La incógnita, pues, sería la siguiente: ¿puede el sinsentido de la existencia realística, con todo su dolor y extrema crudeza, abrirnos los ojos para una experiencia poética, no exenta de desgarro, pero también llena de matices de lenguaje, de sabores y sonidos inéditos que valen la pena recorrer y atravesar?
“Boya” quiere decir: una señal flotante que se coloca sobre el agua, sujetándola al fondo, para marcar un lugar, señalar un sitio peligroso o un objeto sumergido. La existencia o las experiencias que nombramos como existencia es, quizá, una boya. Bien al fondo de nuestra intimidad, una voz que no se sabe de dónde proviene, una voz tal vez nuestra o ajena, en fin, la autoría de nuestras vidas, va haciendo un relato de los peligros que nos acechan y de los límites en los que podemos o no sumergirnos.
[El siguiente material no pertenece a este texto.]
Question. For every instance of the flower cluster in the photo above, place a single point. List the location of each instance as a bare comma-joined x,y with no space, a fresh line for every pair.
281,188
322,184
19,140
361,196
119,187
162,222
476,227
Boya y experiencia parecen guardar una relación de intimidad y ofrecernos un sentido común: de hecho la palabra “experiencia” proviene de “ex – periri”, pasaje a través de un peligro.
¿Cuál es el peligro que se atraviesa en la película La boya? ¿Y quién, quiénes lo atraviesan?
Fernando Spiner quisiera regresar o volver a esa patria ingobernable e inconquistable de la infancia y la juventud vivida en Villa Gessel. Lo hace a lo largo de las cuatro estaciones del año para reencontrarse con el amigo de toda la vida, Aníbal Zaldívar, y recuperar así el ritual del nado hasta la boya. El foco está puesto en una amistad indeleble, imperecedera, que sobrevive a cualquier dislate y cualquier temporal. La amistad aquí es esa conversación incontable donde los secretos toman la fuerza de la revelación y lo más sigiloso se torna audible. Una amistad de mutuo reconocimiento hacia atrás, hacia los lados y hacia delante, en el nombre de los pequeños gestos, los rostros encendidos y las palabras que cuidan a los cuerpos.
Se trata de una película sobre la amistad, sí, pero no solamente, o para mejor decir: solo es posible narrar otras cosas esenciales si quien las escucha y percibe procede amistosamente, es decir, recibiendo al otro amorosamente. Y si el foco está, al principio, en el regreso de Spiner al encuentro de Zaldívar para contar qué se ha hecho de la vida de quién parece no haberse movido y está quieto, poco a poco la cámara, la voz, se ensancha y el mundo de la imagen y del relato cinematográfico se abre infinitamente. Y ya no es la historia lineal de un regreso a casa imposible –al hogar primordial, al hogar que retrocede- sino una biografía que es, por definición, siempre múltiple e informe: el poeta de Villa Gesell le revela al cineasta una faceta desconocida de su padre y nadar hasta la boya ya no es solo un ritual que habla del pasado sino una promesa que habrá que cumplir más adelante. Como si madurar de verdad no fuese retornar al comienzo sino abrirse a la madurez de la infancia, aunque esto parezca un contrasentido.
La boya es, entonces, una película sobre la existencia y la experiencia poética. Sobre la diseminación de la poesía en todos los sitios posibles y a cada momento. Una poética de la existencia cuyo mapa está trazado sobre la inestabilidad del oleaje y la aparente calma de la superficie. Una poética de sonidos, paisajes, recorridos y rostros, sobre todo rostros, que apuntan para un mundo distinto al habitualmente impuesto. Una poética de una travesía incesante cuyo punto de partida y de llegada se confunden y entremezclan.
Una poética, al fin y al cabo, de la vida misma, que no esconde sus grises, que no se apresura al efecto rápido y vulgar, que se detiene en los detalles de una humanidad que parece perdida y que aquí se reencuentra y, así, provoca el encantamiento necesario para que cada una, cada uno, pueda volver a pensar su vida en el mundo que nos toca.